L’aire marine de Soumbédioune constamment agressée
Soumbédioune est l’un des plus vieux sites traditionnels de pêcheurs de Dakar. Ce qui faisait sa réputation d’antan sont l’abondance et la variété de poissons que l’on y capturait. Aujourd'hui, tout semble conjugué au passé. Les plus vieux s'accrochent encore aux souvenirs. La belle époque! Comme on dit. Et c’est avec un regard lointain fixant droit à l'îlot Sarpan que le vieux Diop, pêcheur, nous narre cette belle époque. “J’ai 70 ans. A mes 20 ans, Soumbédioune était encore ce qu’il était. Je veux dire qu’à l’époque la pêche nourrissait le pêcheur. On pêchait juste après l’île et l’on revenait la pirogue remplie de poisson de toutes sortes. L'île que vous apercevez servait de lieu de reproduction aux poissons.En ces temps, elle n’était pas aussi agressée”. Le vieux Diop d’une taille imposante, le regard vif. Un nez et des yeux justement bien posés sur son visage. Un grand boubou gris lui couvrant tout le corps. Ses gros bras renseignent bien sur sa force de jeunesse. Ces mains tendues, l'index pointant du doigt le grand bleu. Il continue, d’une voix chevrotante, “les temps ont changé, les temps ont changé et tout a changé”.
Mamadou Guèye de l’Unapas Soumbédioune ne tempère pas sa colère contre ses collègues pêcheurs. “ Nous, pêcheurs, sommes les principaux fossoyeurs de notre milieu marin. Nous avons détruit l’îlot Sarpan. Ce lieu servait d’espace de reproduction. Mais il y a des pêcheurs qui allaient poser leur filets dans les grottes où se reproduisent les poissons et les capturer. Ce qui fait que l’espèce ne peut plus se reproduire. Aujourd’hui, à Soumbédioune nous sommes confrontés à la rareté de poisson”. Babacar Diop, jeune pêcheur, abonde dans le même sens.
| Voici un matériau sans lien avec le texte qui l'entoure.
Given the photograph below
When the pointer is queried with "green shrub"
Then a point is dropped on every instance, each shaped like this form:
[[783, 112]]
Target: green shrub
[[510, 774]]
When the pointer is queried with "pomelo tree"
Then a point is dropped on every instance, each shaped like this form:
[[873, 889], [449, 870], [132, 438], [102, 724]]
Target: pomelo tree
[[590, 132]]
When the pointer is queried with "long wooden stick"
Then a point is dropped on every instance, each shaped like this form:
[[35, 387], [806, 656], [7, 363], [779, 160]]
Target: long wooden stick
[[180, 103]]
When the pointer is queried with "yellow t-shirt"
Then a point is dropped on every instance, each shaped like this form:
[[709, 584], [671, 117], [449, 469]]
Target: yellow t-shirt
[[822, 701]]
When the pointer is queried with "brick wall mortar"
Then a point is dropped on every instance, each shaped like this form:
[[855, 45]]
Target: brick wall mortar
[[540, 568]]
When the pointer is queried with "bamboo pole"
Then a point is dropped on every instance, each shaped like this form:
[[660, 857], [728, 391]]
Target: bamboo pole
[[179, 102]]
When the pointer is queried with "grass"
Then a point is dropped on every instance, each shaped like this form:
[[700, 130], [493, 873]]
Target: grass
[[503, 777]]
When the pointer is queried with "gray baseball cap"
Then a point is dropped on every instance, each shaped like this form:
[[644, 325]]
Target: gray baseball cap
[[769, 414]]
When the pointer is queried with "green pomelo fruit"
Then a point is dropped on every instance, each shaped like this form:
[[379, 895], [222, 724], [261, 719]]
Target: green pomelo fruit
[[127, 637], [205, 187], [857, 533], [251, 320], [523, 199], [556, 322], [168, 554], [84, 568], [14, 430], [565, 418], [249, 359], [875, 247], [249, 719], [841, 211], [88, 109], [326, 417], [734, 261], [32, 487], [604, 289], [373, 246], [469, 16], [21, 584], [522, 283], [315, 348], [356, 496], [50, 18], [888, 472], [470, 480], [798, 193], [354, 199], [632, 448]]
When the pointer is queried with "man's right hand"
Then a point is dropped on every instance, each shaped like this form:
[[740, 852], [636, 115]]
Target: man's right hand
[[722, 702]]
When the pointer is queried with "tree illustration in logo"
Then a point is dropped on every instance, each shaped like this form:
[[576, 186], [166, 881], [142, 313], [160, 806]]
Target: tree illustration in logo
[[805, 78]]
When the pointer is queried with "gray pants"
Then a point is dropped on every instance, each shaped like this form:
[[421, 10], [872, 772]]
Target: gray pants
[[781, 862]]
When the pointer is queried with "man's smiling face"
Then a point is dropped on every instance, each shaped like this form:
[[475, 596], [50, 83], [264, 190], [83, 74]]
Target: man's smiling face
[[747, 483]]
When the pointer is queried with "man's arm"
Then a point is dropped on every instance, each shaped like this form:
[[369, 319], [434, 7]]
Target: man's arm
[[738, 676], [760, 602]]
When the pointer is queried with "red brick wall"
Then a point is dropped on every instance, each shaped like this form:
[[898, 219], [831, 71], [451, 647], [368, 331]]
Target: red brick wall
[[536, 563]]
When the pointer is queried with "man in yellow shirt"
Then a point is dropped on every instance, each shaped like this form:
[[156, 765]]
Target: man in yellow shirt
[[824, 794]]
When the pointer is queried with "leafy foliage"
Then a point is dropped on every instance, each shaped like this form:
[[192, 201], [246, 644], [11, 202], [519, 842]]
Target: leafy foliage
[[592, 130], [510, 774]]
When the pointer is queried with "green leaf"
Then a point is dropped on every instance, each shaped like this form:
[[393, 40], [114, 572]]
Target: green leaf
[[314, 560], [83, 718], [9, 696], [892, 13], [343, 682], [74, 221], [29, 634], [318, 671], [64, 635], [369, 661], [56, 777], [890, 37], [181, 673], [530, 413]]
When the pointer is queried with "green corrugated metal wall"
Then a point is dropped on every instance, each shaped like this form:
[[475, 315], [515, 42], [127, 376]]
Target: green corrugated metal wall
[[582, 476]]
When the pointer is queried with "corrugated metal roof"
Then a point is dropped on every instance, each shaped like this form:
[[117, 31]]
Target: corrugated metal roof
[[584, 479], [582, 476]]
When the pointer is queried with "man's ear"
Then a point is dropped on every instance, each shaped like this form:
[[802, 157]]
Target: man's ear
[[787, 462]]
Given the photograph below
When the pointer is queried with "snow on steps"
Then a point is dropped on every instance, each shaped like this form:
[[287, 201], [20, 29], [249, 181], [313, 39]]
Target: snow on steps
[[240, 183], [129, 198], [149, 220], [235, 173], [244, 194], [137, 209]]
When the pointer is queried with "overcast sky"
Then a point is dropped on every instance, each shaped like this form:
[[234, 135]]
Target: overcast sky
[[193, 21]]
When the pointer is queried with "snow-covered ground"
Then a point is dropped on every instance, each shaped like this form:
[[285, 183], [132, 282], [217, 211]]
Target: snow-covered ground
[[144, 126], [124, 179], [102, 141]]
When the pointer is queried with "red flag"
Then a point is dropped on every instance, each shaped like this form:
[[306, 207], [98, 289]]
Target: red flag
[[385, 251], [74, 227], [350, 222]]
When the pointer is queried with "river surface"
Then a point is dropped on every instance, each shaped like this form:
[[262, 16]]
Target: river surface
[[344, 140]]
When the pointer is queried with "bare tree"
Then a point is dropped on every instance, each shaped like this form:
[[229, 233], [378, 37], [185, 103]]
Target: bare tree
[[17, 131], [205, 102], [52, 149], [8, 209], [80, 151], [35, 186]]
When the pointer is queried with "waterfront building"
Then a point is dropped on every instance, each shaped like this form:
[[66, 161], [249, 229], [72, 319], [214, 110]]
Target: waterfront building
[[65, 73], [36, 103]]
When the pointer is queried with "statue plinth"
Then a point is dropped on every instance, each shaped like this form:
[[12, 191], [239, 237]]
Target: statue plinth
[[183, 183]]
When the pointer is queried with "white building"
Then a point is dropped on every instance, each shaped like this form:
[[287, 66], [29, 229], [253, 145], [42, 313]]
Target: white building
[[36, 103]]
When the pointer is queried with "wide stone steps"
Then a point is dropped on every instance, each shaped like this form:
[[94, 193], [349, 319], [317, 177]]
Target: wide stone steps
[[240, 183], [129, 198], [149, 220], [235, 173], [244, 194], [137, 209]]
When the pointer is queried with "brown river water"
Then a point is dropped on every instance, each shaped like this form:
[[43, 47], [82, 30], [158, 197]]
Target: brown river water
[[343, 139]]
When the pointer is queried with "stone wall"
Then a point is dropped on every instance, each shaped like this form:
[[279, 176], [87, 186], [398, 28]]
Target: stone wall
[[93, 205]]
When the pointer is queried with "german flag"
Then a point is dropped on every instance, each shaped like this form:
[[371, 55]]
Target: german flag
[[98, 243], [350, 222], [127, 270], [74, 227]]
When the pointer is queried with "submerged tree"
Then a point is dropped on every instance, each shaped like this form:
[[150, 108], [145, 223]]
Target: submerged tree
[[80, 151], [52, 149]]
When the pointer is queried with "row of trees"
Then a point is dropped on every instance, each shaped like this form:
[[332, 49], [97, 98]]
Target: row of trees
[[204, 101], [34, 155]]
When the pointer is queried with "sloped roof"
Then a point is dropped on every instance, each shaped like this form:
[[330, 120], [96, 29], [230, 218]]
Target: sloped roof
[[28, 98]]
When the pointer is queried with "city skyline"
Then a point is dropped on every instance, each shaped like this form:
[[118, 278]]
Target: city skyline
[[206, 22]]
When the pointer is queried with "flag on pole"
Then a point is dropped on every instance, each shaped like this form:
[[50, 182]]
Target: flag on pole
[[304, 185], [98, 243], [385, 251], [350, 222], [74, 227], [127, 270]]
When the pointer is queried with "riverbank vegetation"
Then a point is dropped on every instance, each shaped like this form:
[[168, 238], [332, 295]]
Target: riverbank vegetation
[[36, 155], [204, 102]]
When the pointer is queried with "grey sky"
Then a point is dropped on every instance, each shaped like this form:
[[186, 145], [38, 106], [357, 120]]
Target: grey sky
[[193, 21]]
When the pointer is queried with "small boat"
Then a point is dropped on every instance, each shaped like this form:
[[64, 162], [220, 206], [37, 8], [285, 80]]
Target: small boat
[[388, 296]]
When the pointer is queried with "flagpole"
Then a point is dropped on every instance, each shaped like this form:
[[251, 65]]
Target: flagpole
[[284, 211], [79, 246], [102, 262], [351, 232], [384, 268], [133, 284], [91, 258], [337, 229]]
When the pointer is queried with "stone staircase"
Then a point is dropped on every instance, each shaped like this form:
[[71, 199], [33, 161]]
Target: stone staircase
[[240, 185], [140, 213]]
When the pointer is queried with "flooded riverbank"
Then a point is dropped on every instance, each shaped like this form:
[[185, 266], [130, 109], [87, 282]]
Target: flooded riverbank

“ Il faut qu’on se dise la vérité entre nous. Il y a de ces pratiques dans la pêche qui sont à bannir. Ici, il y a des pêcheurs qui utilisent des mines, des filets non conventionnels avec de petites mailles (des filets que nous appelons félé félé). C’est strictement interdit. De telles pratiques doivent désormais être conjuguées au passé”, fait-il savoir. Cet îlot était à l’époque sous la surveillance du service des eaux et forêts. Leur présence dissuade les pêcheurs mais depuis leur départ suite à des incidents malheureux entre eux et les pêcheurs de Soumbédioune. L’îlot Sarpan est devenu une zone de non loi. “Nous en sommes conscients. Nous sommes en train de remuer ciel et terre pour qu'ils reviennent”, a dit Mamadou Guèye de l’Unapas de Soumbédioune.
Soumbédioune, situé sur la Corniche Ouest est de par sa position un lieu très fréquenté. Ce site traditionnel de pêcheurs est un endroit au milieu de la modernité de Dakar. Même avec la raréfaction du poisson due à plusieurs facteurs, Soumbédioune continue de jouer son rôle de marché au poisson dans la capitale sénégalaise. Après s’être prononcés sur les différents problèmes de leur secteur, les pêcheurs de Soumbédioune ,sollicitent la livraison de leur nouveau quai de pêche. Ce joyau qui devait être livré en février 2018 est toujours en attente.